Tindak Pidana Jaminan Fidusia, Sanksi Penggelapan dan Penipuan dalam KUHP serta Perbedaannya Ancaman Sanksi dalam Undang-Undang Fidusia

LEGAL OPINION
Question: Jika objek jaminan fidusia dioper-tangankan oleh debitor kepada pihak lain tanpa seizin terlebih tanpa sepengetahuan penerima jaminan fidusia (kreditor pemberi fasilitas kredit), maka terhadap debitor tersebut apakah terancam sanksi pidana dalam Kitab Undang-Undang Hukum Pidana (KUHP) ataukah ketentuan sanksi pidana dalam UU Fidusia? Dengan lain perkataan, kapankah terhadap debitor dapat dikenakan pasal penggelapan dalam KUHP, dan kapankah debitor dapat dijerat penggelapan berdasarkan UU Fidusia?
Brief Answer: Pada dasarnya delik penipuan maupun penggelapan tersangkut paut dengan objek jaminan fidusia serta kepentingan kreditor pemegang jaminan fidusia, baik tindak pidana penipuan maupun penggelapan hakim secara taat asas wajib merujuk pada ketentuan ancaman sanksi pidana pada UU Fidusia. Namun ketika objek jaminan belum diikat sempurna jaminan kebendaan, maka UU Fidusia tak dapat diberlakukan bilamana saat kejadian tindak pidana terjadi jaminan fidusia belum didaftarkan secara sah. Kemungkinan kedua berlakunya KUHP, ialah pihak selain kreditor pemegang jaminan kebendaan yang menjadi saksi pelapor atas tindak pidana penggelapan maupun penipuan yang dilakukan pelaku yang dimajukan sebagai terdakwa, semisal kendaraan milik seseorang ternyata dipinjam untuk digadaikan sang pelaku.
PEMBAHASAN :
Bila kita bandingkan keempat jenis kemungkinan ancaman sanksi pidana dalam ketentuan berikut:
- Pasal 372 KUHP: “Barang siapa dengan sengaja dan melawan hukum memiliki barang sesuatu yang seluruhnya atau sebagian adalah kepunyaan orang lain, tetapi yang ada dalam kekuasaannya bukan karena kejahatan diancam karena penggelapan, dengan pidana penjara paling lama empat tahun atau pidana denda paling banyak sembilan ratus rupiah.”
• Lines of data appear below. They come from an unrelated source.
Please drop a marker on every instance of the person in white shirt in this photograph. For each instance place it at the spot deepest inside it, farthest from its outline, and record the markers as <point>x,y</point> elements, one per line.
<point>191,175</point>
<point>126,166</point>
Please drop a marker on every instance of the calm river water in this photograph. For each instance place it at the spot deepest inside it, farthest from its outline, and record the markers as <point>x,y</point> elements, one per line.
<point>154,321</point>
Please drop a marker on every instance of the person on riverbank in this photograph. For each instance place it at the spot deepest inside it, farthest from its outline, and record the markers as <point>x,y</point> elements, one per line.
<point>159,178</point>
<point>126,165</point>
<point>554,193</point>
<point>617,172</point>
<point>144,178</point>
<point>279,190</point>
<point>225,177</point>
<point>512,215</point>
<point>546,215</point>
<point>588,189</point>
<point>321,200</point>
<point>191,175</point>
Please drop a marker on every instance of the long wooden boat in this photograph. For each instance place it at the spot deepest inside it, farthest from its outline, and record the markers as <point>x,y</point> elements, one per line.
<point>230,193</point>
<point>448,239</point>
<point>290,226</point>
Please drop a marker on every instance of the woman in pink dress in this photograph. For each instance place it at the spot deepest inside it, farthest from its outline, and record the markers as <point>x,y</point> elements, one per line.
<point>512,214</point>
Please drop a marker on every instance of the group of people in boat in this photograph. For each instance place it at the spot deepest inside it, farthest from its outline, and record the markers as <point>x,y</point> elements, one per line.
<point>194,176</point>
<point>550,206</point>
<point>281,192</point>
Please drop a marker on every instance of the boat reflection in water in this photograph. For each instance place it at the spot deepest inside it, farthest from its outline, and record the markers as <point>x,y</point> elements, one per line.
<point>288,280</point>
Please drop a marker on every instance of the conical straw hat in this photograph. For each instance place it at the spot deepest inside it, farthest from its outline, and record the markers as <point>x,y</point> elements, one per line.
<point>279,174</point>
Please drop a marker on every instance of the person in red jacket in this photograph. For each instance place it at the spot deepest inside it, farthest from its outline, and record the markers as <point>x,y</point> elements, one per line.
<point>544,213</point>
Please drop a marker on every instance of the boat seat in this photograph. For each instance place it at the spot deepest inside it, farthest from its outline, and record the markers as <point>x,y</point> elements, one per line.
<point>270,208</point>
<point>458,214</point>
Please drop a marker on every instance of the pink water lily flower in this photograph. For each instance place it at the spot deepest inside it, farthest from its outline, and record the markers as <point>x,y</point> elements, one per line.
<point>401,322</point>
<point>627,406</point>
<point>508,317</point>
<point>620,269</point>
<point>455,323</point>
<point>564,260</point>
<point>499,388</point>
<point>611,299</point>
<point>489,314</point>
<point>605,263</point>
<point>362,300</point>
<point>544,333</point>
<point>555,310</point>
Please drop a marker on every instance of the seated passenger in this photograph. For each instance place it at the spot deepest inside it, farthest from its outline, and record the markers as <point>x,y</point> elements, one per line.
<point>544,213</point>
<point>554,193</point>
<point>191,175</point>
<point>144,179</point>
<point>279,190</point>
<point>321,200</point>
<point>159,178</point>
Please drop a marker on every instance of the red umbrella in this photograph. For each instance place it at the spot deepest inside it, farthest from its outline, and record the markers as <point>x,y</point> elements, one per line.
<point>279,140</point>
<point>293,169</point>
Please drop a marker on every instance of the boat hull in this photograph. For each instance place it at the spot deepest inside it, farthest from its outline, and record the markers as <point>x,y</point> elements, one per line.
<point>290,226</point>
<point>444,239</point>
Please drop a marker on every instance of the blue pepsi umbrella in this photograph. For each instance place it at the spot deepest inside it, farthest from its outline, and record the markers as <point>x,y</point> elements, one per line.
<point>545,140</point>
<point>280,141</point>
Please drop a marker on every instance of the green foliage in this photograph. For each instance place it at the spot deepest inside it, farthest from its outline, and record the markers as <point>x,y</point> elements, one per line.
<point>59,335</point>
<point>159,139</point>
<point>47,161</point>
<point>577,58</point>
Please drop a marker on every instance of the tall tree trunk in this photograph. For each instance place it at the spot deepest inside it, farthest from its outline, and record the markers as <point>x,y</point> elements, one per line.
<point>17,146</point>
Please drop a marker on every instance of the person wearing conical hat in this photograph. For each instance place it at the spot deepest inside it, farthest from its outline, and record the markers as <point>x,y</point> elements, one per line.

- Pasal 378 KUHP: “Barang siapa dengan maksud untuk menguntungkan diri sendiri atau orang lain secara melawan hukum, dengan memakai nama palsu atau martabat palsu, dengan tipu muslihat, ataupun rangkaian kebohongan, menggerakkan orang lain untuk menyerahkan barang sesuatu kepadanya, atau supaya memberi hutang maupun menghapuskan piutang, diancam karena penipuan dengan pidana penjara paling lama empat tahun.”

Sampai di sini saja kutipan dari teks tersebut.